728x90 AdSpace

atribusi

RENUNGAN

RENUNGAN

Jumat, 08 Agustus 2014

Terobsesi dengan Tubuh Berotot, Pria Rentan Terkena Gangguan Makan

Terobsesi memiliki bentuk tubuh berotot dan diet ekstrim telah memicu bentuk gangguan makan baru di kalangan lelaki muda Australia. Temuan dari riset terbaru di Australia ini juga menyebutkan, gangguan makan yang disebut dengan ‘dysmorphia otot’ ini sulit diidentifikasi, lantaran kebanyakan laki-laki yang menderita gangguan ini memilih bungkam dan tidak mengakui kalau mereka memiliki masalah.
Pakar gangguan makan dari Universitas Sydney, Professor Stephen Touyz mengatakan gejala penderita gangguan makan akibat terobsesi untuk memiliki bentuk tubuh berotot ini antara lain ditunjukan dengan seringnya penderita bercermin dan memperhatikan bentuk tubuhnya di cermin.

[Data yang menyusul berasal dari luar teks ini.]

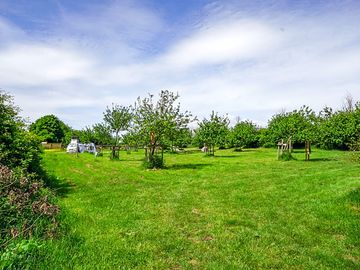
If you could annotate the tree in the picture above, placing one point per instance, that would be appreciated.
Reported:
(244, 134)
(118, 119)
(299, 125)
(340, 129)
(18, 148)
(102, 134)
(157, 121)
(49, 128)
(25, 204)
(213, 132)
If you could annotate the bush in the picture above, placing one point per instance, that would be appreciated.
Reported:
(18, 254)
(26, 207)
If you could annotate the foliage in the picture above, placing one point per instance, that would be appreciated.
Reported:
(158, 122)
(18, 254)
(117, 118)
(26, 206)
(154, 162)
(340, 129)
(213, 132)
(18, 148)
(49, 128)
(299, 125)
(244, 135)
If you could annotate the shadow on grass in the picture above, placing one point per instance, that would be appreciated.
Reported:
(187, 166)
(228, 156)
(320, 159)
(61, 187)
(354, 196)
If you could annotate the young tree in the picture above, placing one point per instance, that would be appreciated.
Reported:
(244, 134)
(157, 121)
(118, 119)
(102, 134)
(213, 132)
(299, 125)
(49, 128)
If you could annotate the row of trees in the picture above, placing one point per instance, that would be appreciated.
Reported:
(160, 124)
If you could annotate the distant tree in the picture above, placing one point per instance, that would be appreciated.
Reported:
(157, 121)
(49, 128)
(213, 132)
(299, 125)
(132, 139)
(118, 119)
(102, 134)
(244, 134)
(339, 130)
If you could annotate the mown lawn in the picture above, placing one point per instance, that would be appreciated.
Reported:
(237, 210)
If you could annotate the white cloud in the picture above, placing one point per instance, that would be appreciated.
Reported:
(228, 41)
(41, 65)
(231, 62)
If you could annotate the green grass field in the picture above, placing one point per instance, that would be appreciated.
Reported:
(237, 210)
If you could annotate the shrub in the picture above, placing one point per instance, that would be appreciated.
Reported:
(26, 207)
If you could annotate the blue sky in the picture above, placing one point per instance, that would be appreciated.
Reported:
(250, 59)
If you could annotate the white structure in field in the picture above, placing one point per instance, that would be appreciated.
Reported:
(76, 147)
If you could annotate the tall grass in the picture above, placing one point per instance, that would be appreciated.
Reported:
(237, 210)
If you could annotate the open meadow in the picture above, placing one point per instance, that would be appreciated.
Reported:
(237, 210)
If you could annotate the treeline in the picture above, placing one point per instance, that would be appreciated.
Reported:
(327, 129)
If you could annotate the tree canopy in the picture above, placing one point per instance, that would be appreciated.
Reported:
(49, 128)
(158, 121)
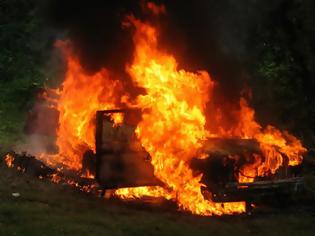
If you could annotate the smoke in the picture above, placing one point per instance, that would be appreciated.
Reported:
(204, 34)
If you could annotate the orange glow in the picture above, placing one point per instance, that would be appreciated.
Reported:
(275, 146)
(81, 95)
(146, 191)
(172, 129)
(9, 160)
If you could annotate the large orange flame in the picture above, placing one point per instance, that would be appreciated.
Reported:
(276, 146)
(172, 129)
(81, 95)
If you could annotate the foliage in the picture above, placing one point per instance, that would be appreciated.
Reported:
(282, 64)
(23, 49)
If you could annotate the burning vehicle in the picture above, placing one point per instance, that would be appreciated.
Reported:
(167, 142)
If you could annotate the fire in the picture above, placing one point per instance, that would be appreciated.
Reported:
(172, 129)
(173, 125)
(80, 96)
(275, 146)
(9, 159)
(146, 191)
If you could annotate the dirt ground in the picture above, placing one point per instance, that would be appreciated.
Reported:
(44, 208)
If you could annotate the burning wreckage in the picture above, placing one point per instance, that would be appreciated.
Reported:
(164, 143)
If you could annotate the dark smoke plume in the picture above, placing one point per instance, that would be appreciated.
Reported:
(204, 34)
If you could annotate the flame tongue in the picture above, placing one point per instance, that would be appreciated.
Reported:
(81, 96)
(173, 125)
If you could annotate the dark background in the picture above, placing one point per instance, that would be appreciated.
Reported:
(267, 46)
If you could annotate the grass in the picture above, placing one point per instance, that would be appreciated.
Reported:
(48, 209)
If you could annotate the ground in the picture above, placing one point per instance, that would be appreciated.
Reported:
(44, 208)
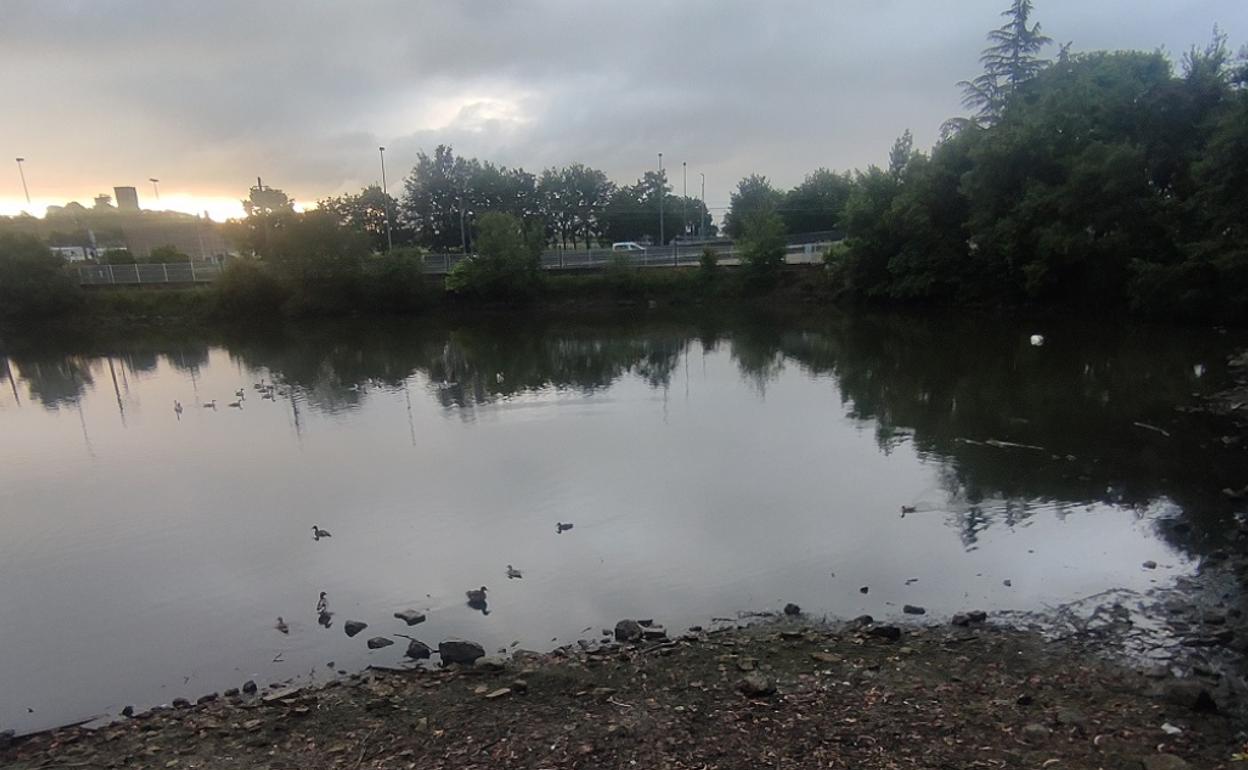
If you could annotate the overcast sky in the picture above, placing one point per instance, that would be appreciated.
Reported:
(209, 95)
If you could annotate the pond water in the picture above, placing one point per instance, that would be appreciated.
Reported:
(709, 468)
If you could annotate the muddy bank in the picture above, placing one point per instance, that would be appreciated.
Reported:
(780, 694)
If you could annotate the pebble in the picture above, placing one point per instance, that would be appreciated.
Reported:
(418, 650)
(1035, 733)
(458, 650)
(1163, 761)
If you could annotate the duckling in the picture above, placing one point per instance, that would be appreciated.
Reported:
(477, 598)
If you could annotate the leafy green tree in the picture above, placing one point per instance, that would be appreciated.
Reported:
(507, 263)
(366, 212)
(33, 281)
(754, 194)
(1011, 60)
(818, 204)
(763, 243)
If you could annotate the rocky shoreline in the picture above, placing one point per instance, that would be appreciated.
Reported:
(784, 692)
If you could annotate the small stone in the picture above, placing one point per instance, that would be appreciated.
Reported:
(756, 685)
(885, 632)
(1072, 718)
(1036, 733)
(628, 630)
(458, 650)
(418, 650)
(411, 617)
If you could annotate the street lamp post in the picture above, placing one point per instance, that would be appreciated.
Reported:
(702, 220)
(660, 201)
(23, 175)
(390, 240)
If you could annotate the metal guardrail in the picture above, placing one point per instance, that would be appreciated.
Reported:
(668, 256)
(157, 272)
(437, 265)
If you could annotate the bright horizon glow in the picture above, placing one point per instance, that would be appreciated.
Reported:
(220, 209)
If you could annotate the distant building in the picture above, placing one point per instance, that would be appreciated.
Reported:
(127, 199)
(71, 253)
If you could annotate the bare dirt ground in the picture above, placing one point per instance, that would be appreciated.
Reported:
(781, 694)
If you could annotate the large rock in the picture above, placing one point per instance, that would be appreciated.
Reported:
(628, 630)
(411, 617)
(458, 650)
(1163, 761)
(756, 685)
(418, 650)
(1189, 694)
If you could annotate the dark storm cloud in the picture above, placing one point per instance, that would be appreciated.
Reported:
(207, 95)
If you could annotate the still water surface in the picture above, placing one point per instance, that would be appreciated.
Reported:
(709, 469)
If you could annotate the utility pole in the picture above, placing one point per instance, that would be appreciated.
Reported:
(390, 240)
(23, 175)
(702, 220)
(684, 199)
(660, 201)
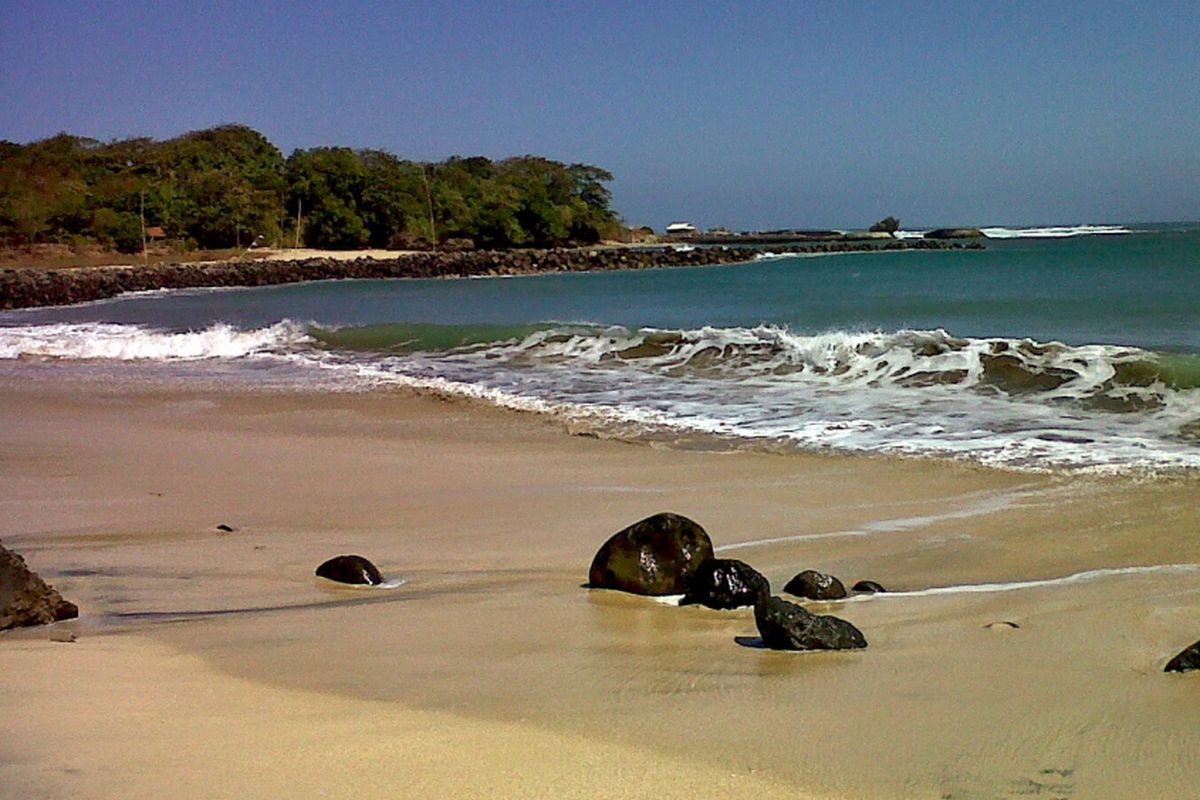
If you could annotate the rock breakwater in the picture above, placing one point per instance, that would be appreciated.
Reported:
(29, 287)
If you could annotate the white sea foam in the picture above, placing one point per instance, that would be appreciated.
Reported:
(131, 342)
(1012, 403)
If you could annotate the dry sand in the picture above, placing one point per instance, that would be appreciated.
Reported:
(216, 665)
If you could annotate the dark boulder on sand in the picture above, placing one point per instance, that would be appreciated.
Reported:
(815, 585)
(725, 584)
(351, 569)
(1186, 661)
(657, 555)
(25, 599)
(786, 626)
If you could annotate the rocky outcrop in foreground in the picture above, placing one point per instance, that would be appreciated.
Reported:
(1186, 661)
(816, 585)
(726, 584)
(25, 599)
(27, 287)
(351, 569)
(787, 626)
(657, 555)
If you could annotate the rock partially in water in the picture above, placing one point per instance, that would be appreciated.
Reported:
(786, 626)
(657, 555)
(815, 585)
(351, 569)
(25, 599)
(725, 584)
(1186, 661)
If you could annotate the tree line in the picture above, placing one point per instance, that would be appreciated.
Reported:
(229, 186)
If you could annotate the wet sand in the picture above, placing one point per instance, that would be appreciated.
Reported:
(213, 663)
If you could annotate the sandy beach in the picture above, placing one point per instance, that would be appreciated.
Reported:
(214, 663)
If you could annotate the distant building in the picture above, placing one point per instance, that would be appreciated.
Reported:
(682, 229)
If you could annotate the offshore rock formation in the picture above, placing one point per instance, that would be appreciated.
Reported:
(25, 599)
(27, 287)
(657, 555)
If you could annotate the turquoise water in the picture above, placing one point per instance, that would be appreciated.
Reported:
(1077, 353)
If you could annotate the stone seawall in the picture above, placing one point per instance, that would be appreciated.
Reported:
(27, 287)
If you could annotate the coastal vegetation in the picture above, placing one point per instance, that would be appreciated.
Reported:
(231, 187)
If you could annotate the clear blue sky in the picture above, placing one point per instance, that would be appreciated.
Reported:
(751, 115)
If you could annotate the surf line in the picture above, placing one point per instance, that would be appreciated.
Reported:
(1015, 585)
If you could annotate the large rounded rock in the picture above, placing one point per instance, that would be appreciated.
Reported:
(815, 585)
(1186, 661)
(351, 569)
(25, 599)
(725, 584)
(787, 626)
(657, 555)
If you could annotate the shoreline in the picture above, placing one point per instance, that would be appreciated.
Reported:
(490, 669)
(31, 287)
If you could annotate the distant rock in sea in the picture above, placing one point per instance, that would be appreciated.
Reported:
(351, 569)
(786, 626)
(657, 555)
(25, 599)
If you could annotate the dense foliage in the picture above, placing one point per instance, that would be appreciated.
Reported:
(228, 186)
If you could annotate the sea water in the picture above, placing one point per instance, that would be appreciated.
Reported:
(1054, 348)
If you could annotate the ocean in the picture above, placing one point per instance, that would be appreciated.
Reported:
(1055, 348)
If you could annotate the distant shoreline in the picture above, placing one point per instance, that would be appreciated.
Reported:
(30, 287)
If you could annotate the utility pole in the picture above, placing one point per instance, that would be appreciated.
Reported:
(145, 256)
(429, 203)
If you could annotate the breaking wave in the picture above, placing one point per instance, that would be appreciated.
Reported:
(88, 341)
(1055, 232)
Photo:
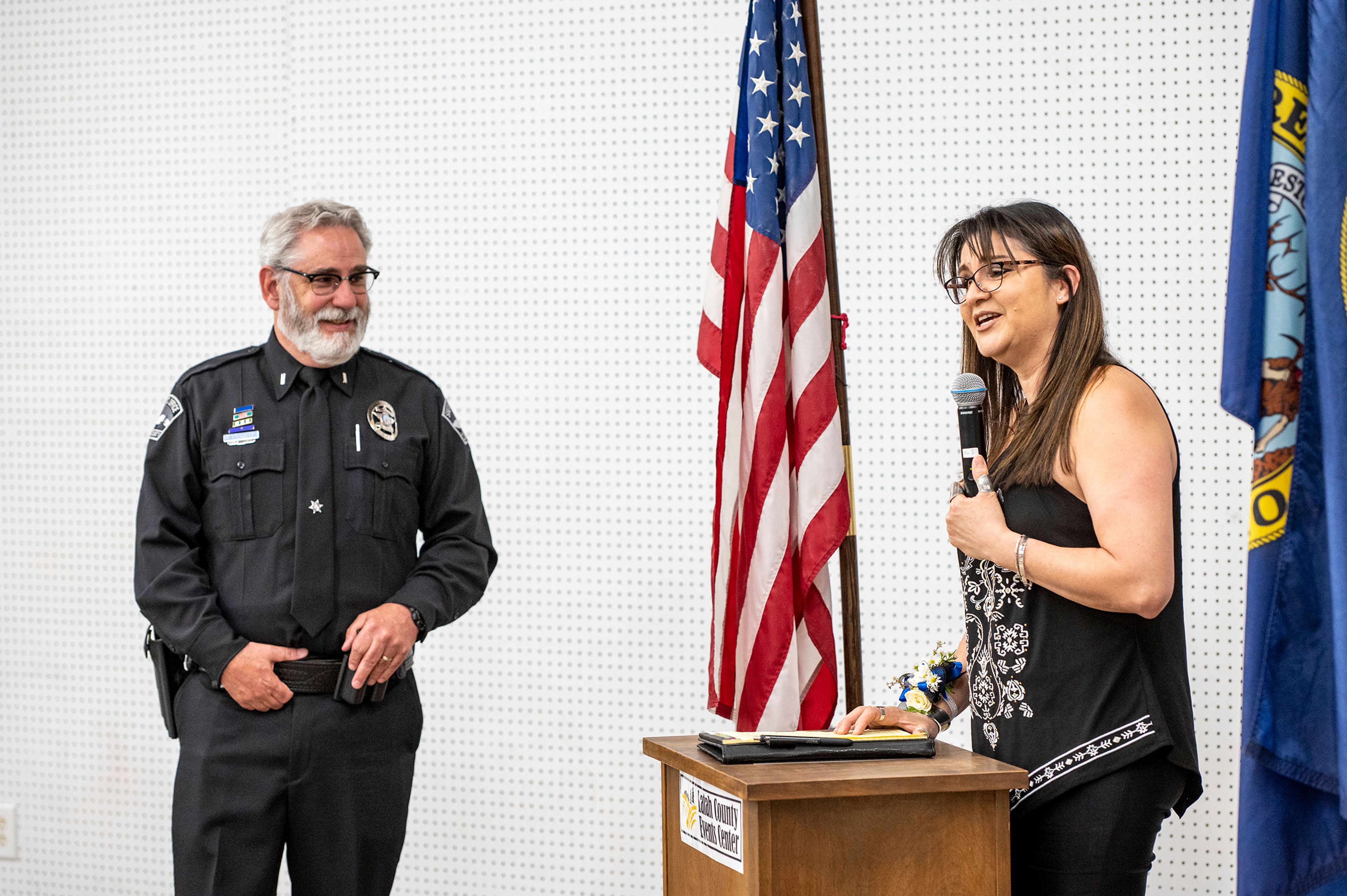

Selain itu penderita juga sering kali  membandingkan bentuk tubuhnya dengan tubuh orang lain yang dilihatnya dan merasa bentuk tubuhnya jauh lebih baik.
“Mereka menghabiskan waktu berjam-jam bercermin memperhatikan bentuk tubuhnya, pokoknya memiliki bentuk tubuh sempurna menjadi  fokus hidupnya, dan dalam kasus yang sangat ekstrim, bahkan menjadi fokus dari seluruh perhatiannya,” kata Profesor Touyz.
“Mereka sangat bertekad membentuk otot, sehingga pria dengan kasus gangguan makan 'dismorphia otot hanya mau mengkonsumsi makanan dengan kadar lemak sesedikit mungkin,” tambahnya.
Touyz menambahkan seseorang patut dicurigai mengalami dismorphia otot jika melakukan olahraga secara ekstrim seperti berjam-jam di gym dan kegiatan itu mulai mengganggu kehidupan sosial baik di keluarga, masyarakat maupun pekerjaannya. Dan bahkan mulai mengkonsumsi obat atau zat tertentu untuk membangun ototnya seperti suplemen mengandung steroid.
Dalam penelitian yang dilakukan bersama timnya di Sydney, Touyz mendapati kalau kasus dysmorphia otot  banyak ditemui di kalangan penderita anoreksia nervosa.  Bahkan mereka memiliki perilaku yang cukup serupa. Misalnya hanya bersedia mengkonsumsi makanan yang diyakini benar-benar sehat dan dapat membantunya membangun bentuk fisik yang diinginkannya.
“Mereka jarang makan di luar karena mereka tidak bisa mengidentifikasi makanan yang mereka makan, perilaku makan mereka berdampak pada kehidupan sosialnya, mereka sangat terobsesi dengan makanan dan itu sangat mempengaruhi hidupnya,” katanya.
Sulit diidentifikasi
Gangguan makan  Dismorphia Otot dikalangan pra ini sulit diidentifikasi. Banyak penderita tidak merasa memiliki masalah karena mereka memiliki keinginan untuk memiliki tubuh yang sehat dan berotot. Bahkan dalam penelitiannya, tidak ada satupun penderita gangguan ini yang merasa membutuhkan bantuan dokter.
“Pada tahap awal, ketidakinginan mereka untuk menyantap makanan memang dipandang sebagai perilaku yang sehat. Namun ketika sudah pada titik ekstrim baru anggota keluarga mereka merasa khawatir. Dan mulai melihat ada masalah. Misalnya ketika  anak laki-laki mereka menolak pergi ke restoran untuk merayakan ulang tahun orang tuanya hanya karena tidak dapat menyantap makanan,” tutur Touys.
Peningkatan gangguan makan dismorphia otot  dikalangan pria muda di Australia ini semakin mengkhawatirkan. Hal ini dipercaya sebagai dampak dari tekanan di masyarakat yang menuntut pria tampil lebih rapi dan berotot dan lebih peduli dengan kesehatannya.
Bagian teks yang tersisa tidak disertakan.